The author traces the history of the national parish of SS. Peter and Paul in San Francisco, presenting the first Salesian pioneers who cared for the parish community and following the progress as they gradually won the esteem and concern of the local people.
In the introduction Fr Motto writes: “When the group of Salesians first appeared in public on Sunday 14 March 1897, there was no one to introduce them to the small group of the faithful present”. Nevertheless in 1930, at the funeral of Fr Raffaele Piperni, parish priest and rector from the very beginning there was a “great gathering of the people and local authorities” and even the traditionally anticlerical newspapers recognised the great work carried out by the Salesian and his co-workers.

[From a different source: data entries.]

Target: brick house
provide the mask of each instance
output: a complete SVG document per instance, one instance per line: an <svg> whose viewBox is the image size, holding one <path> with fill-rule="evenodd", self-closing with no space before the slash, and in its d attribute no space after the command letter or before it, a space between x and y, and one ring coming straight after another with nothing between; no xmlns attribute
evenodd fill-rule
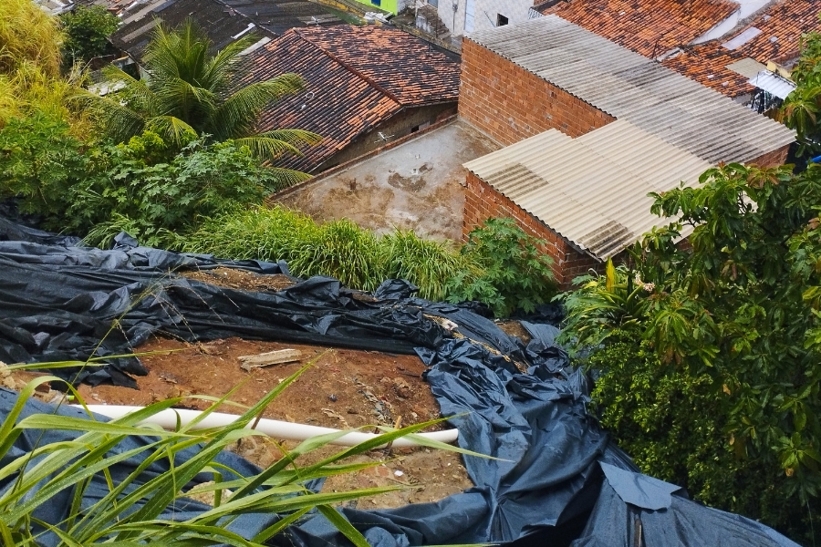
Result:
<svg viewBox="0 0 821 547"><path fill-rule="evenodd" d="M556 15L462 45L459 114L502 144L465 164L463 234L510 216L565 286L654 225L650 191L724 162L778 165L795 135Z"/></svg>

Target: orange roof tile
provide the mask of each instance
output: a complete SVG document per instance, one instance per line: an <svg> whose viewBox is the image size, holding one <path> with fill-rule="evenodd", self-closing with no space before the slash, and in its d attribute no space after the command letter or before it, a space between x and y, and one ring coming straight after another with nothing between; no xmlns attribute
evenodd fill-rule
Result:
<svg viewBox="0 0 821 547"><path fill-rule="evenodd" d="M760 63L795 55L804 33L821 30L821 4L816 0L782 0L756 16L752 23L729 36L682 47L683 53L665 59L665 67L730 97L753 90L747 77L726 68L745 57ZM722 44L750 28L761 33L735 49Z"/></svg>
<svg viewBox="0 0 821 547"><path fill-rule="evenodd" d="M259 129L301 129L325 139L284 167L310 170L406 107L455 102L460 66L395 28L292 29L250 53L245 82L286 72L306 89L267 108Z"/></svg>
<svg viewBox="0 0 821 547"><path fill-rule="evenodd" d="M738 5L730 0L553 0L535 9L653 57L689 44Z"/></svg>

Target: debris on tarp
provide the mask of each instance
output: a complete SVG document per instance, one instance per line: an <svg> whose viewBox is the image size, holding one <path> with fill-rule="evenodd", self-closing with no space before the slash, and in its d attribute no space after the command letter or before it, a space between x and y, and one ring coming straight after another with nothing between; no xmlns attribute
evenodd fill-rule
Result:
<svg viewBox="0 0 821 547"><path fill-rule="evenodd" d="M679 487L641 475L588 413L589 380L570 368L566 354L555 344L558 331L548 325L524 321L532 337L525 346L467 307L414 298L415 287L405 282L386 282L372 299L355 298L329 278L298 281L276 293L243 292L173 272L221 265L286 274L286 265L176 254L140 247L125 235L112 251L86 249L0 223L0 239L12 236L17 241L0 241L0 268L9 273L0 280L0 360L6 362L85 358L101 339L105 355L117 355L161 333L191 341L237 335L415 351L428 366L426 378L442 413L460 430L459 445L496 459L464 457L475 488L435 503L369 511L339 508L373 547L514 542L574 547L797 545L758 522L704 507ZM429 316L458 326L449 332ZM116 333L110 331L115 321ZM127 373L140 370L139 362L112 359L106 370L80 379L126 383ZM363 385L363 396L369 391ZM0 419L16 397L0 389ZM373 397L376 408L383 401ZM54 411L31 401L24 416ZM57 411L81 415L71 408ZM381 411L390 421L390 409ZM75 434L26 430L16 449L30 449L41 435L54 442ZM113 480L131 472L130 465L111 470ZM162 465L154 462L146 480L161 472ZM242 460L229 465L249 475L258 471ZM107 491L104 478L94 480L91 491ZM178 501L163 518L207 510L196 501ZM68 504L56 503L43 507L40 518L57 523L66 511ZM243 515L230 529L251 538L278 518ZM306 515L275 542L283 547L349 544L319 514Z"/></svg>

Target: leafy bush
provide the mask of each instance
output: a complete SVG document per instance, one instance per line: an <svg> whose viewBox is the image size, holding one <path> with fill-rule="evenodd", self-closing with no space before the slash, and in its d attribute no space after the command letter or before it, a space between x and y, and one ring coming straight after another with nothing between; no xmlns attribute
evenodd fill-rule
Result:
<svg viewBox="0 0 821 547"><path fill-rule="evenodd" d="M478 300L499 316L516 309L530 313L550 300L556 285L553 261L539 253L536 238L527 235L513 219L488 219L469 234L462 253L483 269L475 276L463 271L449 286L449 300Z"/></svg>
<svg viewBox="0 0 821 547"><path fill-rule="evenodd" d="M68 195L66 225L105 243L122 221L130 233L149 245L173 244L203 216L246 203L259 203L277 188L276 177L259 166L246 147L233 141L213 145L192 140L163 161L164 141L146 131L127 144L108 147L95 158L97 176L75 184Z"/></svg>
<svg viewBox="0 0 821 547"><path fill-rule="evenodd" d="M237 210L206 222L183 249L219 256L287 261L295 275L330 275L349 287L372 291L389 278L407 279L426 298L442 300L455 274L480 270L446 243L396 231L382 237L342 219L317 225L285 209Z"/></svg>
<svg viewBox="0 0 821 547"><path fill-rule="evenodd" d="M120 19L104 6L78 5L60 19L66 36L63 61L69 67L78 61L88 63L114 49L109 36L117 30Z"/></svg>
<svg viewBox="0 0 821 547"><path fill-rule="evenodd" d="M821 167L791 168L730 164L655 195L653 212L678 222L630 250L634 271L611 269L566 299L564 337L594 346L608 423L630 453L658 455L649 470L668 476L678 461L695 498L805 541L821 510ZM691 249L676 244L684 225ZM617 333L629 352L612 346ZM679 410L663 408L664 390ZM626 433L619 413L667 416L681 437ZM671 456L681 448L686 459Z"/></svg>
<svg viewBox="0 0 821 547"><path fill-rule="evenodd" d="M17 196L45 225L107 244L125 230L149 245L173 245L200 219L260 203L282 188L276 173L234 141L193 139L177 154L146 131L128 143L90 147L37 113L0 129L0 198Z"/></svg>
<svg viewBox="0 0 821 547"><path fill-rule="evenodd" d="M756 515L809 540L805 507L784 497L790 478L743 457L743 445L726 436L728 416L712 377L663 364L651 344L620 330L588 366L600 371L594 412L643 472L683 486L708 505Z"/></svg>
<svg viewBox="0 0 821 547"><path fill-rule="evenodd" d="M87 165L61 119L38 112L13 118L0 129L0 199L19 197L25 212L60 215Z"/></svg>

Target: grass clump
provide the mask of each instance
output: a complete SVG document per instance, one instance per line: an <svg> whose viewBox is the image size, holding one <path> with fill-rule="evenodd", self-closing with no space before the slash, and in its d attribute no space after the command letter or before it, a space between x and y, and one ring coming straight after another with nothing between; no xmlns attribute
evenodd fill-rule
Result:
<svg viewBox="0 0 821 547"><path fill-rule="evenodd" d="M490 219L461 250L410 231L378 236L342 219L317 225L281 206L234 211L182 238L183 250L235 259L285 260L300 277L329 275L373 291L405 279L433 301L478 300L498 315L526 312L556 291L550 259L513 221Z"/></svg>
<svg viewBox="0 0 821 547"><path fill-rule="evenodd" d="M334 506L397 490L397 487L314 492L305 486L306 481L379 465L379 461L357 464L344 463L344 460L442 420L397 430L385 428L387 432L359 445L341 449L316 463L299 465L297 462L303 456L327 446L348 431L308 439L288 451L246 427L312 364L285 379L227 426L199 428L202 419L227 403L235 389L215 400L201 417L189 424L178 425L172 431L140 424L180 404L182 398L157 402L109 422L96 421L90 412L91 419L51 413L35 413L21 418L26 401L37 386L60 381L56 377L32 380L0 423L0 477L4 478L0 488L0 537L4 544L36 547L173 543L261 547L316 509L355 545L367 546L361 533ZM85 407L79 394L72 391ZM45 430L51 431L58 439L44 442L39 432ZM276 444L284 456L258 474L244 476L222 460L220 454L238 439L249 436ZM30 439L16 442L21 437ZM145 440L123 444L134 437ZM412 438L431 448L481 456L443 443ZM213 478L213 482L202 484L203 476ZM222 497L225 490L231 491L228 500ZM175 505L185 506L185 499L193 491L213 491L213 508L182 513L185 520L171 520L170 510ZM271 515L271 523L254 537L242 537L228 530L228 524L248 513ZM281 518L274 518L275 515Z"/></svg>

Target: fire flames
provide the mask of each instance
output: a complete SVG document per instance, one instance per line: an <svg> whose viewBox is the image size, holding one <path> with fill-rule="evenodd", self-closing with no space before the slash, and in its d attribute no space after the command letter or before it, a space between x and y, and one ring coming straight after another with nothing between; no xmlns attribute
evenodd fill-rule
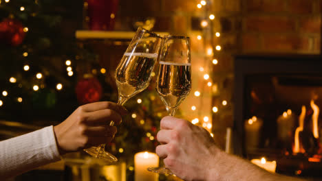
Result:
<svg viewBox="0 0 322 181"><path fill-rule="evenodd" d="M320 114L320 109L318 106L314 104L313 99L310 101L310 106L313 110L313 114L312 115L312 132L315 138L319 138L319 130L318 130L318 119L319 114ZM299 141L299 133L303 132L304 125L304 119L306 114L306 108L305 106L302 106L302 110L301 114L299 117L299 127L295 130L293 154L305 153L305 150L303 147L301 142Z"/></svg>

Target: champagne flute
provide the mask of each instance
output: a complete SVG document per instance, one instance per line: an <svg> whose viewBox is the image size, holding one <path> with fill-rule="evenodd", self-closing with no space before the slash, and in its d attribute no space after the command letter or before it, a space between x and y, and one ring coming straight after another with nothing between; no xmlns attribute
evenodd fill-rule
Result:
<svg viewBox="0 0 322 181"><path fill-rule="evenodd" d="M118 104L143 91L149 86L163 38L139 27L116 68L115 77L118 90ZM112 121L110 125L114 125ZM118 161L116 157L105 151L105 144L85 151L94 157L109 162Z"/></svg>
<svg viewBox="0 0 322 181"><path fill-rule="evenodd" d="M191 89L190 38L166 36L160 50L156 90L170 116L174 116ZM149 167L150 171L172 175L165 167Z"/></svg>

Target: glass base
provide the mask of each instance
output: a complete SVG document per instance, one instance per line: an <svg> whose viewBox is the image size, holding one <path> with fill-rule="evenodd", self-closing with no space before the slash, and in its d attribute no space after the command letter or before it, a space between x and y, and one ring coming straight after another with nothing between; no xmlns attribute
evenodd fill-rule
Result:
<svg viewBox="0 0 322 181"><path fill-rule="evenodd" d="M115 156L104 151L104 149L103 151L100 150L100 149L98 149L98 147L92 147L84 149L86 153L90 154L93 157L103 159L103 160L109 162L109 163L114 163L118 161L118 158L115 157Z"/></svg>
<svg viewBox="0 0 322 181"><path fill-rule="evenodd" d="M169 169L164 167L149 167L148 171L152 171L154 173L158 173L160 174L164 174L166 176L171 176L171 175L174 176L173 173L172 173L172 171Z"/></svg>

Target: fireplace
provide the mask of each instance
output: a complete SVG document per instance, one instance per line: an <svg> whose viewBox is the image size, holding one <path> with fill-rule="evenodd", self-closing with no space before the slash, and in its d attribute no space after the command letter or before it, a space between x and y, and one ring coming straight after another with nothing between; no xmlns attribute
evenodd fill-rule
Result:
<svg viewBox="0 0 322 181"><path fill-rule="evenodd" d="M237 56L234 153L322 178L322 57Z"/></svg>

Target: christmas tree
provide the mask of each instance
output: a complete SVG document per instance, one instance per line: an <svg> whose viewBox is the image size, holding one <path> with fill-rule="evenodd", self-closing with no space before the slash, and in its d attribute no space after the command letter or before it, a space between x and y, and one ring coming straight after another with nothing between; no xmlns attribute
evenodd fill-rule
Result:
<svg viewBox="0 0 322 181"><path fill-rule="evenodd" d="M92 42L75 38L83 26L83 6L74 0L0 0L1 119L54 125L82 104L116 101L111 68ZM153 75L147 89L125 104L129 114L107 147L130 171L135 153L155 151L160 120L167 114Z"/></svg>

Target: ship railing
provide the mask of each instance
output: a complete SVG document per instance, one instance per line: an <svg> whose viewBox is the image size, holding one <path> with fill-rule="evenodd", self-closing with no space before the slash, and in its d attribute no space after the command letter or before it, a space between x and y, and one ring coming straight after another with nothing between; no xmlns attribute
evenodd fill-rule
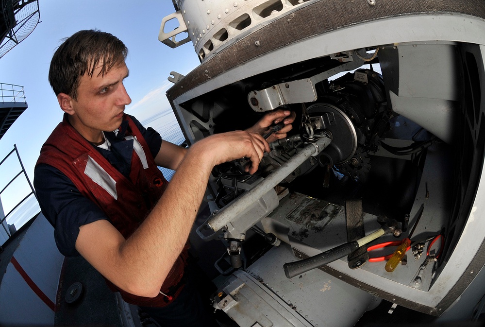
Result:
<svg viewBox="0 0 485 327"><path fill-rule="evenodd" d="M15 84L0 83L1 102L26 103L24 87Z"/></svg>
<svg viewBox="0 0 485 327"><path fill-rule="evenodd" d="M21 205L25 203L25 202L28 199L29 199L33 194L35 197L35 200L37 200L37 194L35 194L35 191L34 190L33 187L33 186L32 184L31 183L30 180L29 179L29 176L27 176L27 172L25 171L25 169L24 167L23 164L22 163L22 160L20 159L20 156L18 154L18 150L17 149L17 146L16 144L14 144L14 149L11 151L10 151L10 152L9 153L8 155L6 155L5 157L4 157L3 159L2 159L1 161L0 161L0 167L1 166L2 164L4 162L5 162L7 159L10 157L11 155L13 155L14 152L17 155L17 158L18 160L18 162L20 164L20 171L18 173L17 173L17 174L16 174L12 178L12 179L11 179L10 181L9 181L7 183L7 184L3 187L3 188L1 190L0 190L0 199L1 199L2 193L6 189L7 189L7 188L8 188L8 187L11 184L12 184L12 183L13 183L15 181L17 180L17 178L18 178L19 176L20 176L20 175L22 175L22 174L23 174L24 177L25 177L25 179L27 180L27 182L29 184L29 186L30 187L31 189L31 192L29 193L28 194L27 194L27 196L25 196L25 197L24 197L23 199L20 200L17 204L17 205L14 207L12 208L6 214L4 215L3 209L2 207L1 200L0 200L0 225L1 225L1 227L0 227L0 228L3 228L3 229L4 230L5 232L6 233L6 236L7 236L7 239L8 238L11 237L13 233L12 232L12 231L10 230L8 224L6 223L7 218L9 217L9 216L11 214L15 211L16 209L17 208L18 208ZM2 233L2 231L0 230L0 234L3 234L3 233ZM3 235L5 235L5 234L3 234ZM2 245L1 243L0 243L0 247L1 247L1 245Z"/></svg>

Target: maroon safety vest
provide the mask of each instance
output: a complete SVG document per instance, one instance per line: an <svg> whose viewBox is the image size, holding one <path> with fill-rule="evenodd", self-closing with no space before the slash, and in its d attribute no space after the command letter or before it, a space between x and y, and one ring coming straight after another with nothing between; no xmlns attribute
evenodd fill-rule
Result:
<svg viewBox="0 0 485 327"><path fill-rule="evenodd" d="M113 167L93 146L74 129L65 117L40 150L37 164L45 163L64 173L84 196L104 211L111 223L127 239L138 228L162 196L168 182L158 169L148 144L131 119L125 135L133 139L130 179ZM166 278L161 291L174 297L182 290L186 248L184 249ZM110 288L119 291L129 303L144 307L163 307L167 298L138 296L119 289L106 279ZM174 287L177 286L174 290Z"/></svg>

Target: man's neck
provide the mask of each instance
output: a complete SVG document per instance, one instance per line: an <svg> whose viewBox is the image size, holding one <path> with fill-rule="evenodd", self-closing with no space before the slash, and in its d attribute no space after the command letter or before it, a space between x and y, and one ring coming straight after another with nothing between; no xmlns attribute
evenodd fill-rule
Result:
<svg viewBox="0 0 485 327"><path fill-rule="evenodd" d="M102 131L96 130L86 127L76 117L71 115L67 116L67 120L71 126L88 141L95 145L102 144L104 142Z"/></svg>

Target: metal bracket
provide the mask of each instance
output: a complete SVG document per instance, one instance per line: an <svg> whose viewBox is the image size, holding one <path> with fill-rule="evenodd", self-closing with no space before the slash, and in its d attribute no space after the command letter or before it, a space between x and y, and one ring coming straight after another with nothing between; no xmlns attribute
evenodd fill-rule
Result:
<svg viewBox="0 0 485 327"><path fill-rule="evenodd" d="M168 76L167 79L168 80L169 82L171 82L174 84L176 84L179 82L179 81L185 77L185 76L179 74L176 71L170 71L170 74L171 76Z"/></svg>
<svg viewBox="0 0 485 327"><path fill-rule="evenodd" d="M345 53L345 61L340 60L344 62L342 65L311 77L252 91L248 95L249 105L254 111L261 112L272 110L283 104L314 102L318 97L317 84L340 72L357 69L365 63L356 52Z"/></svg>
<svg viewBox="0 0 485 327"><path fill-rule="evenodd" d="M165 28L165 24L169 20L172 19L177 19L179 22L179 27L173 31L168 33L166 33L164 30ZM176 41L175 36L181 33L187 32L188 31L187 26L184 21L184 17L180 11L169 15L164 17L162 19L162 25L160 26L160 31L158 34L158 40L164 44L166 44L170 48L175 48L179 46L186 43L190 41L190 37L188 35L186 38L180 41Z"/></svg>

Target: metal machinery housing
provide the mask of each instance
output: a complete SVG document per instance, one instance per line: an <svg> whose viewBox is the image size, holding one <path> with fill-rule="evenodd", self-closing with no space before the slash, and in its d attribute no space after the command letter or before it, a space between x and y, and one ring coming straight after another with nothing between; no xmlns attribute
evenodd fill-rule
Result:
<svg viewBox="0 0 485 327"><path fill-rule="evenodd" d="M242 285L254 284L245 296L261 300L267 295L257 296L258 288L267 289L264 312L286 315L287 324L277 326L329 319L301 313L300 295L278 278L285 262L352 241L346 204L357 199L365 234L385 215L404 236L414 229L412 241L422 241L424 250L409 251L393 272L383 262L350 267L347 257L320 269L347 285L339 288L364 290L364 311L384 299L441 318L469 317L485 294L483 1L174 2L177 12L164 18L159 39L172 47L191 40L201 61L187 76L174 72L167 92L189 144L247 128L269 110L297 113L291 134L271 144L255 176L230 163L209 182L212 213L198 233L223 241L232 269L218 269L234 272L218 308L240 326L275 323L269 313L232 310ZM164 31L173 19L179 27ZM244 248L253 234L288 245L250 255ZM439 235L442 246L432 247L430 263L426 247ZM384 241L395 239L371 244ZM317 287L326 289L327 275L315 274L295 278L320 278ZM359 316L336 321L352 326Z"/></svg>

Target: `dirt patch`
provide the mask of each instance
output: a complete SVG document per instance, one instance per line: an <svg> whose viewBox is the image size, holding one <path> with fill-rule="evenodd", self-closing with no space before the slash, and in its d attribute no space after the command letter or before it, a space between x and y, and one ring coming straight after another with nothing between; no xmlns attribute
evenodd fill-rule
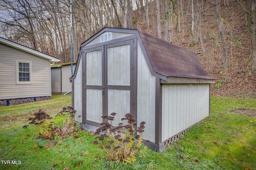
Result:
<svg viewBox="0 0 256 170"><path fill-rule="evenodd" d="M249 117L256 119L256 109L236 108L231 110L232 112L243 114Z"/></svg>

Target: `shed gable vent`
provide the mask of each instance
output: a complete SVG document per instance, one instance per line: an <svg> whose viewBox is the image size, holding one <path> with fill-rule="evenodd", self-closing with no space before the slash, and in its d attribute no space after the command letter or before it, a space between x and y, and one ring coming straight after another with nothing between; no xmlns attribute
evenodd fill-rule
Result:
<svg viewBox="0 0 256 170"><path fill-rule="evenodd" d="M111 33L106 33L100 35L100 42L111 40Z"/></svg>

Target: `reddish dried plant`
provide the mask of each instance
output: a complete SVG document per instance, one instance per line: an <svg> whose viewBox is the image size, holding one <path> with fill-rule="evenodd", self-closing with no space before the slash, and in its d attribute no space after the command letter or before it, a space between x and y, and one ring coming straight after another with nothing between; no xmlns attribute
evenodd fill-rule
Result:
<svg viewBox="0 0 256 170"><path fill-rule="evenodd" d="M112 113L110 116L102 116L105 121L100 123L102 127L96 129L94 134L99 136L96 137L96 140L93 143L98 145L103 155L108 160L124 164L134 162L142 145L146 123L142 122L138 129L135 130L136 120L128 113L121 119L122 123L114 127L112 123L115 121L116 115Z"/></svg>

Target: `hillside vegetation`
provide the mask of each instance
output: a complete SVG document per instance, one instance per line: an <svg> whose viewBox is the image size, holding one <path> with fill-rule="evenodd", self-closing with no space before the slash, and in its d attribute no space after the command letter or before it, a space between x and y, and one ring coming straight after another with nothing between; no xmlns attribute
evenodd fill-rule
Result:
<svg viewBox="0 0 256 170"><path fill-rule="evenodd" d="M0 36L70 63L69 1L3 0ZM215 79L212 94L255 97L256 3L76 0L72 3L73 61L80 44L104 27L137 29L197 53Z"/></svg>

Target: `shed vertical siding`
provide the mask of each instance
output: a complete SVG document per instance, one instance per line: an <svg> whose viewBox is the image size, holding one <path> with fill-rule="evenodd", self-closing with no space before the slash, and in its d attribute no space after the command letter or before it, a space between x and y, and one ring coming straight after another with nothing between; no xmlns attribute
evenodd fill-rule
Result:
<svg viewBox="0 0 256 170"><path fill-rule="evenodd" d="M108 89L108 114L116 113L116 123L121 122L121 119L130 113L130 90ZM118 125L113 122L114 126Z"/></svg>
<svg viewBox="0 0 256 170"><path fill-rule="evenodd" d="M137 64L137 123L146 123L143 139L154 141L156 77L150 73L139 43Z"/></svg>
<svg viewBox="0 0 256 170"><path fill-rule="evenodd" d="M0 99L51 96L48 60L0 44ZM32 83L17 84L16 61L32 62Z"/></svg>
<svg viewBox="0 0 256 170"><path fill-rule="evenodd" d="M163 84L163 141L209 115L209 84Z"/></svg>
<svg viewBox="0 0 256 170"><path fill-rule="evenodd" d="M102 90L86 89L86 120L102 123Z"/></svg>
<svg viewBox="0 0 256 170"><path fill-rule="evenodd" d="M102 86L101 50L86 53L86 85Z"/></svg>
<svg viewBox="0 0 256 170"><path fill-rule="evenodd" d="M108 85L130 86L130 45L108 48Z"/></svg>
<svg viewBox="0 0 256 170"><path fill-rule="evenodd" d="M83 58L81 57L80 62L77 64L78 66L76 78L74 79L74 108L76 111L75 115L75 120L78 122L82 123L82 109L83 100L82 98L82 66ZM79 116L80 116L78 117Z"/></svg>

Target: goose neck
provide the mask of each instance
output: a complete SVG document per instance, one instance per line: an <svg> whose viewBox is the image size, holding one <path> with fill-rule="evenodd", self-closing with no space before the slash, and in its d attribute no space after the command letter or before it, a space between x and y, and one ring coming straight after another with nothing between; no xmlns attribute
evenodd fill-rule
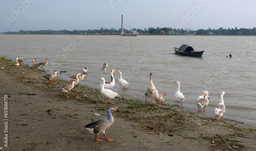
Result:
<svg viewBox="0 0 256 151"><path fill-rule="evenodd" d="M180 92L180 83L178 83L178 88L177 90L177 92Z"/></svg>
<svg viewBox="0 0 256 151"><path fill-rule="evenodd" d="M223 95L221 94L221 103L220 104L224 104L224 100L223 100Z"/></svg>

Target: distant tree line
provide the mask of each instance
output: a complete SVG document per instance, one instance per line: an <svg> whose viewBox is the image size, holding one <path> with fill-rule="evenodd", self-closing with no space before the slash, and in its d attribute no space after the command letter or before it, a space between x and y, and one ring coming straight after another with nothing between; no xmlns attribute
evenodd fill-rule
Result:
<svg viewBox="0 0 256 151"><path fill-rule="evenodd" d="M151 27L147 29L133 29L132 30L137 30L140 35L256 35L256 28L252 29L240 28L237 27L234 29L228 29L220 28L218 29L199 29L191 30L190 29L176 29L172 28L156 28ZM124 29L124 31L128 30ZM121 28L116 30L112 28L110 29L100 28L100 29L94 30L74 30L73 31L67 30L20 30L18 32L8 31L3 32L5 34L38 34L38 35L118 35L121 33Z"/></svg>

Fr Motto’s book, therefore, pays due honour to the great work of the Salesians for the Italian community of immigrants at North Beach, struggling with the problems of their recent arrival, the regional and anti-Catholic prejudices. The author himself says that the publication of this book “seemed a duty in justice and a useful reminder of our past, as well as an historical contribution to fill a gap on the eve of the 150th anniversary of the Unification of Italy”.
In fact the book has received the patronage of the “Italia centocinquanta” Committee (in reference to the 150th anniversary, in 2011, of the Unification of Italy) and is the first in a short series of books and publications which will give some account of what the Salesians of Don Bosco and the Daughters of Mary Help of Christians have done for Italian youth in these 150 years.